In Europe, the sense of nationalism was based on Romantic notions of "the people", each version of which (French, German, Italian) was assumed to have a set of identifiable, characteristic traits that gave them a cultural and spiritual kinship and made them a nation. That notion was reflected throughout the 20th century in citizenship laws that were based on ancestry as opposed to birthplace. So, for instance, a person born in Russia and living there their whole lives but whose grandparents were German, was entitled to claim German citizenship on that basis. While a Turkish person born in Germany to parents born in Germany would have to go through a much longer process to obtain German citizenship. (Americans sometimes wrongly assume that this procedure was particular to Germany.
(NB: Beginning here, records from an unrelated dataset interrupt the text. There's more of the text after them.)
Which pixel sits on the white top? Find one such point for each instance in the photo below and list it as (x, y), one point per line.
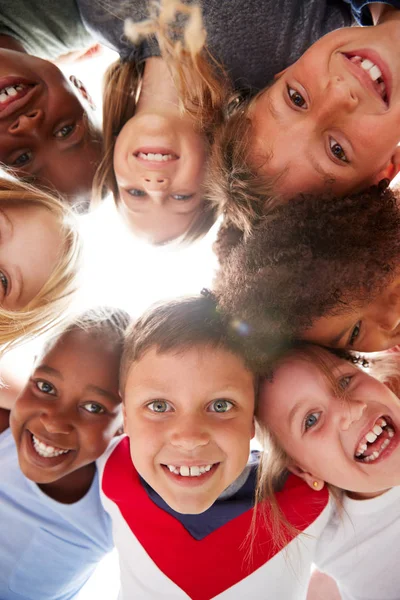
(359, 548)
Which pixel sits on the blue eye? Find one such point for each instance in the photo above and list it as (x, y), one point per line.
(221, 406)
(136, 193)
(22, 159)
(182, 197)
(45, 387)
(311, 420)
(94, 408)
(65, 131)
(159, 406)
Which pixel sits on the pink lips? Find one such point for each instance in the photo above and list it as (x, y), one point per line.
(364, 78)
(18, 102)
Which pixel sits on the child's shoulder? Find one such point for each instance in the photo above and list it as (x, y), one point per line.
(4, 419)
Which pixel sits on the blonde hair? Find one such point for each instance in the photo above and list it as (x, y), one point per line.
(49, 305)
(200, 82)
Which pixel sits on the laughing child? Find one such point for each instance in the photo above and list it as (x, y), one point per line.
(53, 528)
(179, 488)
(325, 419)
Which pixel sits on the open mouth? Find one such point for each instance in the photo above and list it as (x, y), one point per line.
(191, 471)
(46, 451)
(375, 74)
(376, 440)
(11, 93)
(156, 155)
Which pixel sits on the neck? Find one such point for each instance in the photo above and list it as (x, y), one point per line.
(158, 92)
(366, 496)
(72, 487)
(9, 43)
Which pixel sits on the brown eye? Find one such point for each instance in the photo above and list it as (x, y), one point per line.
(337, 150)
(296, 98)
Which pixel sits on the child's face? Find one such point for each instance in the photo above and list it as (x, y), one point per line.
(351, 442)
(369, 328)
(30, 247)
(189, 417)
(44, 131)
(159, 165)
(324, 123)
(69, 410)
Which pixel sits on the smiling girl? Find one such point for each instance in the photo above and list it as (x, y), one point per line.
(324, 418)
(39, 257)
(322, 269)
(53, 529)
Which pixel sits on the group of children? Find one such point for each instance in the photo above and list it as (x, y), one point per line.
(191, 381)
(179, 491)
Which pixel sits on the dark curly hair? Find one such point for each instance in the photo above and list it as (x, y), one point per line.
(313, 256)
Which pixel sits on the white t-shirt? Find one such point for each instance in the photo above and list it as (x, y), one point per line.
(359, 548)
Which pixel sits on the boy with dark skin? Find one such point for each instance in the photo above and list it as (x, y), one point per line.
(46, 135)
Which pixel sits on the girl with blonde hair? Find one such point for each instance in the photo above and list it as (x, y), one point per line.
(161, 162)
(334, 420)
(39, 257)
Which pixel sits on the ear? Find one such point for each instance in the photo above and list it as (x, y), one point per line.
(82, 91)
(391, 169)
(315, 483)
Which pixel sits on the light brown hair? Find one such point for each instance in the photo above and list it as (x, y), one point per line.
(177, 326)
(199, 80)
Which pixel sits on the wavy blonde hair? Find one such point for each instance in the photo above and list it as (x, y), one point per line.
(49, 305)
(200, 82)
(275, 462)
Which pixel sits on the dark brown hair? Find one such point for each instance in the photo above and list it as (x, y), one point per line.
(315, 256)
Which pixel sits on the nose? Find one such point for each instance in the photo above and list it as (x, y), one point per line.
(350, 411)
(155, 182)
(27, 122)
(56, 422)
(338, 95)
(190, 434)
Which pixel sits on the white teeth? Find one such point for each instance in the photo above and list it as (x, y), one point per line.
(367, 64)
(155, 157)
(46, 451)
(375, 73)
(185, 471)
(370, 437)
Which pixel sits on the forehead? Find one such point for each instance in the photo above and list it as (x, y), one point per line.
(203, 367)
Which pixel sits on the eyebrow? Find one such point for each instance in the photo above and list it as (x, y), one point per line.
(328, 177)
(50, 371)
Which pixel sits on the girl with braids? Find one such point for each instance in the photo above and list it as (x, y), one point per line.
(39, 258)
(322, 269)
(323, 417)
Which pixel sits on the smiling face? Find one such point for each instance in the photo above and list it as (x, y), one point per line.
(159, 165)
(325, 122)
(44, 131)
(369, 328)
(30, 246)
(189, 417)
(69, 410)
(351, 441)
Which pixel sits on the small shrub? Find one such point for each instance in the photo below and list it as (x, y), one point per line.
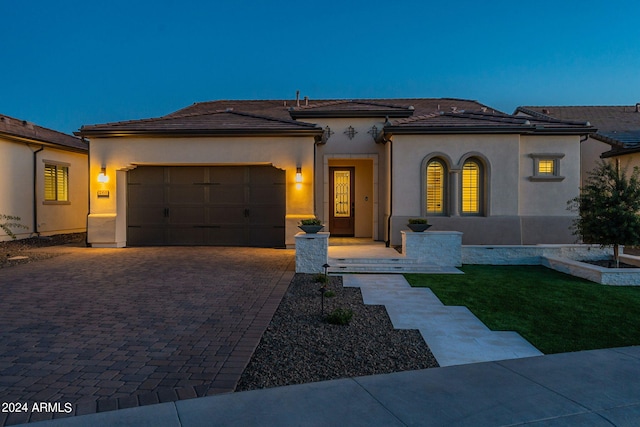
(340, 316)
(10, 222)
(310, 221)
(320, 278)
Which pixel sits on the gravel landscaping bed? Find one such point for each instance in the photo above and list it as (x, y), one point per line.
(13, 252)
(300, 346)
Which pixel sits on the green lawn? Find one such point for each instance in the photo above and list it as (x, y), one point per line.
(555, 312)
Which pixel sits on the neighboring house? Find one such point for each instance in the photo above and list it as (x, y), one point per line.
(246, 172)
(44, 179)
(617, 136)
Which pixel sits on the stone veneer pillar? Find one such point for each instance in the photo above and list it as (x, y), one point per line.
(312, 252)
(439, 248)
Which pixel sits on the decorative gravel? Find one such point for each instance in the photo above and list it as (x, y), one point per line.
(15, 252)
(300, 346)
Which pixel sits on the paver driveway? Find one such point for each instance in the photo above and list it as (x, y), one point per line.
(115, 328)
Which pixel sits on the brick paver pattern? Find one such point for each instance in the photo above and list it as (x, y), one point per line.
(107, 329)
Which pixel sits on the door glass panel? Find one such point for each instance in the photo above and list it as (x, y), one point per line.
(342, 193)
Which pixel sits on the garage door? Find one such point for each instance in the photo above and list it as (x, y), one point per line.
(215, 205)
But it was the common approach in Europe since the 19th century.)

Carlo Strenger and Menachem Lorberbaum give us a thought-provoking reminder of that European approach to nationhood in Israel must choose between Enlightenment and Romanticism Haaretz 11/19/2010. They observe that in the much-discussed developments that will increasingly force Israel to choose between being a Jewish state and being a democracy, the Israeli right is increasingly embracing that old European style of Romantic nationalism:

There is nothing "Jewish" about political romanticism - if anything Jews were among its most prominent victims.

After two terrible wars in the first half of the 20th century, Europe came to realize the destructive power of romantic political language. It realized the devastating consequences that understanding sovereignty as the idealized expression of an ethnic group's connection to its land creates. Instead Europe has chosen to make the effort to define sovereignty in purely legal terms. It realized that the only viable alternative is to think about the state as a legal entity that accords all those who are citizens the same rights, no matter their ethnic provenance.

This is why the free world took very unkindly to Serbia's claims that Kosovo had been Serbian in times long gone, and that the time had come to redress the injustice done to Serbs in the Battle of Kosovo in 1983, and that Serbia had to reclaim its ancestral homeland.

This seems to raise the question: Isn't the right of the Jews to their ancestral homeland the foundation of Zionism, and the only justification Jews have for their own state? Is this not the very reason the Israeli right adopts political romanticism, the belief that that there lies some deep connection between land, peoplehood and sovereignty? Otherwise, the argument runs, we have no right to be here.

This is a completely wrong idea. One of the greatest achievements of classical Zionist diplomacy was the recognition accorded by the UN to the creation of Israel in 1947. The UN and indeed the international community realized that Jews have a need and a right for a state which they call their homeland, and in which they can fulfill their need for national self-determination. It did not do so on the ground that Jews had lived in historical Palestine two millennia earlier but looked to the needs and rights of the Jewish people today. Israel is an internationally recognized state, not on the basis of ancient history, but due to the recognition it enjoys as part of the international legal and political order.